Samuel Aquila of Denver has denounced efforts by mainstream media to pin the recent shooting at Colorado Springs’ gay nightclub on the Catholic Church.
An article from the Denver PostFor instance, the identifies that “non-binary” shooter responsible for the Nov. 19 attack that killed five and wounded 25 was somehow influenced by the Catholic Church’s “anti-LGBTQ rhetoric,”A Dec. 9 opinion in the The New York Times by Archbishop Aquila Wall Street Journal.
The Denver Post report asserted “hateful rhetoric directed toward transgender people and the broader LGBTQ community”The following has been aired: “church pulpits,” citing the Archdiocese of Denver’s school-admission guidance on transgender and same-sex-attracted students.

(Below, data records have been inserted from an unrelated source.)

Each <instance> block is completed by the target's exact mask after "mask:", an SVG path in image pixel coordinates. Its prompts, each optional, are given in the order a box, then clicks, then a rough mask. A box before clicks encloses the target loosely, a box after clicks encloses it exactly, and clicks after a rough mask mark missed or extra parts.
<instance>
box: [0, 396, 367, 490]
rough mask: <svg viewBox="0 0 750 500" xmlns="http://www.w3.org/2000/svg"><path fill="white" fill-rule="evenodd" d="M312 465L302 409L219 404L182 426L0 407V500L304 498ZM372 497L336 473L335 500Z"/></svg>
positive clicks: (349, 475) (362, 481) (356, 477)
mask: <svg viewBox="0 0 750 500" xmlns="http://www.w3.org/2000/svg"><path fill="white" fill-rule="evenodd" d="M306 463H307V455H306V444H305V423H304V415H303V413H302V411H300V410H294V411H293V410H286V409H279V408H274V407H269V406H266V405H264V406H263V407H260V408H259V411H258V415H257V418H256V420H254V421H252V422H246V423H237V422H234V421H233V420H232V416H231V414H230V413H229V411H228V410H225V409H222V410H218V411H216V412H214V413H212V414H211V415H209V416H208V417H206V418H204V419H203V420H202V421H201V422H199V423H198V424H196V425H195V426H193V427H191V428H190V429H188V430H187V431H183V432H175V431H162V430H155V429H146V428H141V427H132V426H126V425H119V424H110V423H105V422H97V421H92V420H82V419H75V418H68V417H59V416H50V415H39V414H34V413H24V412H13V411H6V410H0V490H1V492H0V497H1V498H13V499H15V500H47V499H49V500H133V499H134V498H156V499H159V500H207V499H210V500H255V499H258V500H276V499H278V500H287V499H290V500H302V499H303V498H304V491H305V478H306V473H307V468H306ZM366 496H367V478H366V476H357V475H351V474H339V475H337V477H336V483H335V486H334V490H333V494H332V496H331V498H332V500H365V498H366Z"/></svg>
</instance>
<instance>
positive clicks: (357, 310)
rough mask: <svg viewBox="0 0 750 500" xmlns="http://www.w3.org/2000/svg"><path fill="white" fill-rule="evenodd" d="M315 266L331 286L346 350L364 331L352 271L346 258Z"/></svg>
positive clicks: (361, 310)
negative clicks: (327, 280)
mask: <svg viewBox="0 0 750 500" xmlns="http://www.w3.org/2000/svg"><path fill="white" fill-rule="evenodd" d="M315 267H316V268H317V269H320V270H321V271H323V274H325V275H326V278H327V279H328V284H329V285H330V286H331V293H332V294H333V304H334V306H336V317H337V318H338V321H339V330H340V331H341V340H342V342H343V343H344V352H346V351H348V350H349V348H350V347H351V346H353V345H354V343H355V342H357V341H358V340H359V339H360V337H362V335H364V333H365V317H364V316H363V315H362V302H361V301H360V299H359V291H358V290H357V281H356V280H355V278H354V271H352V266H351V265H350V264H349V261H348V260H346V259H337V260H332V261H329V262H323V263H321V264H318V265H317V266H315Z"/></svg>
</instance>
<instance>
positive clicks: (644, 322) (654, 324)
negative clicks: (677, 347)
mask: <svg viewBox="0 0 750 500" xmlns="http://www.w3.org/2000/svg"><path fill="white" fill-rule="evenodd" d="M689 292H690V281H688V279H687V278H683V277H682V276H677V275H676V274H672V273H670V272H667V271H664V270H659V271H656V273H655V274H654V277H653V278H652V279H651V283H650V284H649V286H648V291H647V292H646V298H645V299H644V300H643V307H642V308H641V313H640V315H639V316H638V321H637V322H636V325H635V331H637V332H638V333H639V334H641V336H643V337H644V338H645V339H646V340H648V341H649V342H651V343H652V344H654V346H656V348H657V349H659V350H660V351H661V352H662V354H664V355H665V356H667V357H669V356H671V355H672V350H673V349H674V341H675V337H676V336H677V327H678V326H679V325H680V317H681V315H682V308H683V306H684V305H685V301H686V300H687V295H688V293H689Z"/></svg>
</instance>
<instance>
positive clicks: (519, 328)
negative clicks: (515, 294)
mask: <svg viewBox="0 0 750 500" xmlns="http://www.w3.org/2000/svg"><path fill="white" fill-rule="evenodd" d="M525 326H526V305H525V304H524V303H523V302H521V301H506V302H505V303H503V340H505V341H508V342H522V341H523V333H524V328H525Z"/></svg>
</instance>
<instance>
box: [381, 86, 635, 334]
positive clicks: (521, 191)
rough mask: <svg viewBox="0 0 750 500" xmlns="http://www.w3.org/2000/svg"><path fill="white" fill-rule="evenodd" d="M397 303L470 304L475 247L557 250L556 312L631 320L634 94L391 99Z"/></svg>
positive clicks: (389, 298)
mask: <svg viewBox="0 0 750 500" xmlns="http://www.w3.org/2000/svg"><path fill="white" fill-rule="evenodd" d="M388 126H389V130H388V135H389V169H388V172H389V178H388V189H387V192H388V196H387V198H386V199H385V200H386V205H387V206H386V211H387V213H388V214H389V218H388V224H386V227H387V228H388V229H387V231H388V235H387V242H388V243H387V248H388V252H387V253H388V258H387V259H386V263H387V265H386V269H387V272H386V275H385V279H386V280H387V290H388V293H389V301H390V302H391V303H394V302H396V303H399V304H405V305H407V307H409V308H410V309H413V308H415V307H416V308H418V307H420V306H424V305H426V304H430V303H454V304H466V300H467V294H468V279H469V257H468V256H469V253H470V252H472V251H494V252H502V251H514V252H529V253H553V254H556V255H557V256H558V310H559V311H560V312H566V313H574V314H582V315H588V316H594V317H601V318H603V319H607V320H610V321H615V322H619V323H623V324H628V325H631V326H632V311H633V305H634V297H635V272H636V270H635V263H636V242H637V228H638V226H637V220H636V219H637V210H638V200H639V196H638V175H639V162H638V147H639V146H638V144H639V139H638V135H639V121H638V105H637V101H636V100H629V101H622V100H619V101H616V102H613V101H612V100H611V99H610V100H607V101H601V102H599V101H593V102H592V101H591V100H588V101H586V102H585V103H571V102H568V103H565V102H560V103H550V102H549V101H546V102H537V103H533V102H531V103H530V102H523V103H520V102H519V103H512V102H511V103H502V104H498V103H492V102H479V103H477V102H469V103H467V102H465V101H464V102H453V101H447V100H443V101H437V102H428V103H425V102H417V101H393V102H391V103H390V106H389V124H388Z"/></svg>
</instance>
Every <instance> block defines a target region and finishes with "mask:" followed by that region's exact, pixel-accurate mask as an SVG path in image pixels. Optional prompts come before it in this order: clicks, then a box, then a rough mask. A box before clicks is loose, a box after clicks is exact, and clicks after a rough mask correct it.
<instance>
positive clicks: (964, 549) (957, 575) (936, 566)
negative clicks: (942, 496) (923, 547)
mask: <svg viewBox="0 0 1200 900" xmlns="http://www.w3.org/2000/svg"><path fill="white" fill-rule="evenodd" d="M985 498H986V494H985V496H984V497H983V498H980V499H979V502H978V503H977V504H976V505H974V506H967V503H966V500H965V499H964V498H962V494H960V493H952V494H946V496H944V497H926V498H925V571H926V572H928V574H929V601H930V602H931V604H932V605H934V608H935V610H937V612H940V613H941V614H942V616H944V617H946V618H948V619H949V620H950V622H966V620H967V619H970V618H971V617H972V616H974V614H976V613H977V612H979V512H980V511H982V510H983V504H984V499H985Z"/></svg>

The New York Times similarly attacked Denver’s evangelical community, casting the incident as “reminiscent of the faith’s long-held opposition to same-sex marriage,”Aquila writes.
He says that there was no connection between him and any Christian church or community.
“Rather than suffering from overexposure to Catholicism, it seems he suffered from being raised in a dysfunctional household,”The archbishop disagrees.
Anderson Lee Aldrich (the shooting suspect) is non-binary. “they/them”According to court documents, pronouns do not suggest adherence to strict Catholic teachings on sexuality.
The media is able to engage in irresponsible comment, blaming others where none exists and without any repercussions.
According to his article, the archbishop says that “it isn’t discriminatory to tell someone you think his beliefs don’t conform to nature — it’s an act of charity.”
“The Catholic Church teaches an integrated and complex worldview about sexuality and the human person that deserves to be engaged with, not caricatured and defamed,” he declares.
The church “should be judged according to the goodness of those who live her values to the highest degree of perfection, not those who fail to do so,”He makes arguments.
Moreover, labeling Catholic teaching or one’s political enemies as a root cause of violence “may itself inspire violence,” he adds, citing attacks on churches and pregnancy-resource centers following the Supreme Court’s Dobbs decision last June.
According to him, capegoating does not solve the problem. Instead, what’s needed is “to embrace pluralism that has served as a bedrock of our nation’s founding for centuries.”